Before laying any pipe or drip tape, the land had to be properly mapped. Mapping is a step many people underestimate, but it determines how effective the entire system will be. The field was measured to determine plot length, spacing between rows, and the direction of water flow. Because the land surface was not perfectly uniform, slope and elevation differences were taken into account to avoid uneven pressure distribution along the drip lines. In theory, drip irrigation works best on level ground, but in real fields like this one, adjustments are unavoidable.

Tank positions were selected based on proximity to plots and gravity advantage. From each tank, main pipes were laid out to feed sub-mains that supplied the drip tapes. Care was taken to minimize sharp bends and unnecessary pipe length, as these reduce water pressure. Control valves were installed to allow sections of the field to be irrigated independently, which was necessary given the limited water supply.

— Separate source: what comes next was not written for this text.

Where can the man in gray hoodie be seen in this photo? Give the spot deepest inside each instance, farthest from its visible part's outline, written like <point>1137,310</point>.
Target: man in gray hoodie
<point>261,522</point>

Once the pipe network was in place, attention shifted to the drip tapes themselves. The drip tapes were laid along the ridges where watermelon vines would grow. Because the ridges were not perfectly uniform, additional support was needed to keep the tapes in position and prevent movement during irrigation. This led to the use of bamboo pegs, locally sourced and cut to size. These pegs were driven into the soil at intervals to hold the drip tapes firmly in place, ensuring consistent water delivery close to the root zone.

This method may not appear in textbooks, but it worked. In many parts of Southwest Nigeria, bamboo is readily available, durable, and cost-effective. Using it to support drip tapes reduced displacement caused by pressure changes, wind, or foot traffic during field operations.

Water management throughout this phase required discipline. Because tanks could not always be refilled on demand, irrigation scheduling had to match plant needs without waste. Over-irrigation was avoided not just to protect the crop, but to conserve limited water. For watermelon, this meant focusing irrigation during critical growth stages—early vine development and flowering while avoiding waterlogging on the clay-influenced soil.

This stage of the project made one thing very clear: installing drip irrigation is not just about laying pipes and tapes. It is about understanding water as a limited resource and designing a system that respects that reality. In theory, drip irrigation promises efficiency. In practice, efficiency only happens when layout, pressure, timing, and water availability are all aligned.

By the time the system was fully laid out and tested, it was clear that this was not a perfect setup but it was a functional one. And in real farming, functionality often matters more than perfection.

The next phase would reveal how well this system supported the crop once planting began and vines started to spread.